A comissão também aprovou requerimento para requisitar à 6ª. Vara Federal Criminal, em São Paulo, cópia do mandado judicial que autorizou o monitoramento de ligações de assinantes das companhias telefônicas pela PF.
"Na Operação Satiagraha, o delegado Protógenes Queiroz e sua equipe receberam, com autorização da Justiça, senhas para acessar o cadastro completo e monitorar o histórico de ligações de qualquer assinante das companhias de telefonia. Esse tipo de permissão não está previsto na lei que disciplina o uso de escutas telefônicas nas investigações criminais", argumentou o deputado Nelson Pellegrino (PT-BA).
Denúncia publicada pela Folha afirma que a PF recebeu senhas, na Operação Satiagraha, para monitorar o histórico de chamadas não apenas dos investigados, mas de qualquer assinante do país. O acesso às senhas foi autorizado pela 6ª Vara Federal Criminal de São Paulo, mas não está previsto na lei n.º 9.296 --que rege o uso de escutas telefônicas em investigações criminais.

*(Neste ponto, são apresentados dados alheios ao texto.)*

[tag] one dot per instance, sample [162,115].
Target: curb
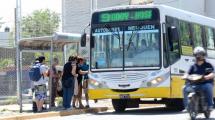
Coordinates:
[54,114]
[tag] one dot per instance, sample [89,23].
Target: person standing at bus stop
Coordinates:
[83,70]
[68,78]
[40,85]
[55,78]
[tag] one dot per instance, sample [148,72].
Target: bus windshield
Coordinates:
[124,47]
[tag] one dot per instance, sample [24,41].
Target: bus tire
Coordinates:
[119,105]
[175,104]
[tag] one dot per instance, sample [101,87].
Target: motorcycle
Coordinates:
[196,98]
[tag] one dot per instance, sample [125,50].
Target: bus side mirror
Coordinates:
[173,36]
[92,42]
[83,39]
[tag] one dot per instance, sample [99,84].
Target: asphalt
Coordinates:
[11,112]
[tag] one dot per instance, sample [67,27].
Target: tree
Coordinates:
[40,23]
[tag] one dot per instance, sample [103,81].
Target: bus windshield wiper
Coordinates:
[130,39]
[117,35]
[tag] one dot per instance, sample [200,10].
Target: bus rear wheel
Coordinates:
[175,104]
[119,105]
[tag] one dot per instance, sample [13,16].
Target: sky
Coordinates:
[27,7]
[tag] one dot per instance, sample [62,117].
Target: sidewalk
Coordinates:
[11,112]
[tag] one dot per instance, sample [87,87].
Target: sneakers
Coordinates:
[87,106]
[210,108]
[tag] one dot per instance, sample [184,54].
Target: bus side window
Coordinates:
[210,38]
[197,35]
[186,38]
[173,45]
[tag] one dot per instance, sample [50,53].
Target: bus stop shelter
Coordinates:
[51,44]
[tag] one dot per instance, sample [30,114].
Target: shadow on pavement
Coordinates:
[144,111]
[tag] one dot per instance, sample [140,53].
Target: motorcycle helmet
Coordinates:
[199,53]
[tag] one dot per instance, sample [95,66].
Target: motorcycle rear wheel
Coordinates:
[207,114]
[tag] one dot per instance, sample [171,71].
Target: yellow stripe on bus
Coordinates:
[157,92]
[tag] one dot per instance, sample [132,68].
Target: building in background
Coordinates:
[76,13]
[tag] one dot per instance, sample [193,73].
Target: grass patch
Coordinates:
[10,101]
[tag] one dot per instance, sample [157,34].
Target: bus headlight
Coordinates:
[154,82]
[96,84]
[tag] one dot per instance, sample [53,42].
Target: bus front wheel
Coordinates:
[119,105]
[175,104]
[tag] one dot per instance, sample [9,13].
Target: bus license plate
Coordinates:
[124,96]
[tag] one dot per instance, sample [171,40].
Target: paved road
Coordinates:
[159,113]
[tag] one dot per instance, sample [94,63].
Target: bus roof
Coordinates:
[44,43]
[169,11]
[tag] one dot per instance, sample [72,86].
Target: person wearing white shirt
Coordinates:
[40,85]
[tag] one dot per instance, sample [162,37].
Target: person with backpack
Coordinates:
[55,78]
[68,79]
[38,74]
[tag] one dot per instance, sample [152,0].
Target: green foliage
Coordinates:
[10,100]
[40,23]
[6,63]
[1,22]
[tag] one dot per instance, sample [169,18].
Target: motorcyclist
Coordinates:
[201,67]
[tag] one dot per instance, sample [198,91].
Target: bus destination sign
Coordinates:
[125,16]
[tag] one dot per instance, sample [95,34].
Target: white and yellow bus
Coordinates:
[139,52]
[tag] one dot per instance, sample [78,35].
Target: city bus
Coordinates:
[138,53]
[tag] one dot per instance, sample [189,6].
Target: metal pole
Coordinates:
[91,7]
[51,71]
[17,38]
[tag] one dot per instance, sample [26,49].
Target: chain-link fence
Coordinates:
[7,72]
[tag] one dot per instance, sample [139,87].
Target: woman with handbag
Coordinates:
[69,73]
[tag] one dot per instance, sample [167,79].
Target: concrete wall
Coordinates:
[210,8]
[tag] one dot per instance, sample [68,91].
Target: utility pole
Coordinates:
[93,5]
[17,38]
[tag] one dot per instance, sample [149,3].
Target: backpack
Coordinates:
[34,73]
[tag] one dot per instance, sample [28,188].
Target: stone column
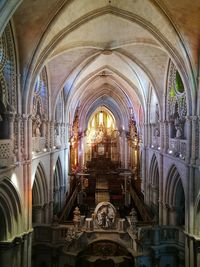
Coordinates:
[192,140]
[18,135]
[52,141]
[189,136]
[165,136]
[80,150]
[172,215]
[37,214]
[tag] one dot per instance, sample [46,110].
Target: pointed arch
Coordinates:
[154,185]
[57,187]
[175,197]
[10,211]
[39,195]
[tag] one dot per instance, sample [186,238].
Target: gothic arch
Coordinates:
[154,184]
[175,198]
[39,195]
[57,187]
[10,211]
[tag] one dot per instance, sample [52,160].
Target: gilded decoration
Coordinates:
[105,214]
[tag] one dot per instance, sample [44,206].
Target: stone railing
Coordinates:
[52,234]
[177,147]
[38,144]
[6,153]
[160,235]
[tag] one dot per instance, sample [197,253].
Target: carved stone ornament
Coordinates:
[105,215]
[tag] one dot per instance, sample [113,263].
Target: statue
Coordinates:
[77,218]
[178,127]
[105,215]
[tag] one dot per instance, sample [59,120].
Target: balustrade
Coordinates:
[6,153]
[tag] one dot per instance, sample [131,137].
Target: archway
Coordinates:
[57,187]
[39,196]
[154,186]
[10,211]
[175,198]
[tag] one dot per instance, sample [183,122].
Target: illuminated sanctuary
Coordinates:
[99,133]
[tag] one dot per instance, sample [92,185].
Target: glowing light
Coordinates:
[93,122]
[109,122]
[15,180]
[101,118]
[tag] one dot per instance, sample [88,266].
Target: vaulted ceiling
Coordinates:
[107,52]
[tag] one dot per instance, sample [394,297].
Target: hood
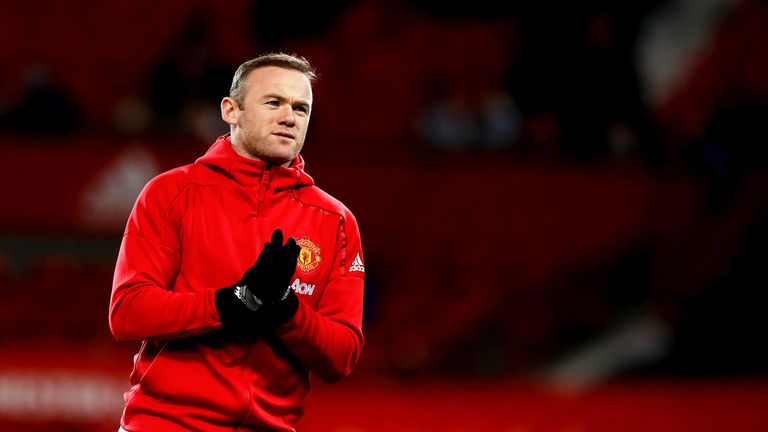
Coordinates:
[245,171]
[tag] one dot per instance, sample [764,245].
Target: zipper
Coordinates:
[263,187]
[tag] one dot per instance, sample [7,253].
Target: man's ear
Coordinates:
[229,110]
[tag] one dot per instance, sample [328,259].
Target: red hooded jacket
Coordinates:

A reportagem afirma que as senhas permitem o acesso irrestrito ao banco de dados das companhias telefônicas, possibilitando a consulta de assinantes e usuários por nome, CPF, CNPJ e/ou número de linha e IMEI (dados e voz pela Internet) --mas a autorização não inclui a gravação das conversas.
A CPI ainda aprovou nesta quarta-feira uma série de requerimentos de convites para juízes e delegados responsáveis por operações da Polícia Federal.
Protógenes
O presidente da CPI, deputado Marcelo Itagiba (PMDB-RJ), disse que o depoimento de Protógenes foi "proveitoso" mesmo com a postura do delegado em não revelar detalhes sobre a Operação Satiagraha --com a justificativa de que não pode informar detalhes do inquérito por tramitar em segredo de Justiça.
"Conseguimos de alguma forma avançar nessa questão e contribuir para avanços nos trabalhos da CPI", afirmou.
No final do depoimento, Itagiba ironizou o argumento apresentado por Protógenes para tentar adiar a sua ida à CPI. O delegado chegou a ingressar com mandado de segurança no STF (Supremo Tribunal Federal) para adiar o depoimento ao afirmar que não poderia se ausentar de curso presencial na Academia da Polícia Federal.
"Vir à CPI é muito mais importante do que talvez estar presente em uma aula da Academia Nacional de Polícia, porque aqui o senhor pode apresentar o trabalho que fez em defesa do povo brasileiro ao fazer com que pessoas envolvidas em crimes sejam processadas e julgadas. A Justiça há de decidir quem tem culpa, quem não tem culpa", disse Itagiba.